Trees oscillate at a particular frequency that fluctuates throughout the year. That's linked to unknown physiological processes and environmental cues. If we understand why by using accelerometers to measure their displacement, potentially you could hook a bunch of those up to a forest and passively monitor its health. Wildland firefighters could have Cybersen for trees.
This graph measures noise density, which fucks with data collection, on the Y axis and the frequency in hertz on the X. The blue line on top is the accelerometer the team had been using. The bottom red line is the only one I found after dozens of hours of searching non-standardised datasheets which came close to matching it on paper. Since trees oscillate in the sub-1Hz range which is well below what most cheap accelerometers measure, that dip from 0-1 is about a two order of magnitude improvement for the exact frequency range that the PI wanted to investigate.

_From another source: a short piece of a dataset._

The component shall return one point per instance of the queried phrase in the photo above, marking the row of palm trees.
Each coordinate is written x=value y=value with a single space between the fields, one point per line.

I thought tree research would involve climbing trees and thinking about them real good. It isn't. It's all mathematics and coding and making motherboards. Science isn't as fun as cartoons said it would be even when you go into the interdisciplinary ones because you know you can't do mathematics or code.
This is really cool. Where can I read more about this? What does this graph say about tree health during the year?
https://royalsocietypublishing.org/rsif/article/16/155/20190116/87087/An-architectural-understanding-of-natural-sway
It's a pretty new field of forestry research. I'm a horticulturist so it's way outside of my expertise and I don't know much about it.
This graph was just comparing the two accelerometers on two similar 10m-tall trees. It only measured for a week and I used an arbitrary hour's data to generate the graph, which just shows the sensitivity of the accelerometers as they undergo similar windloads with similar canopies. When they do install this new chip, they'll get a cleaner reading of the really tiny vibrational shifts that correlate with something.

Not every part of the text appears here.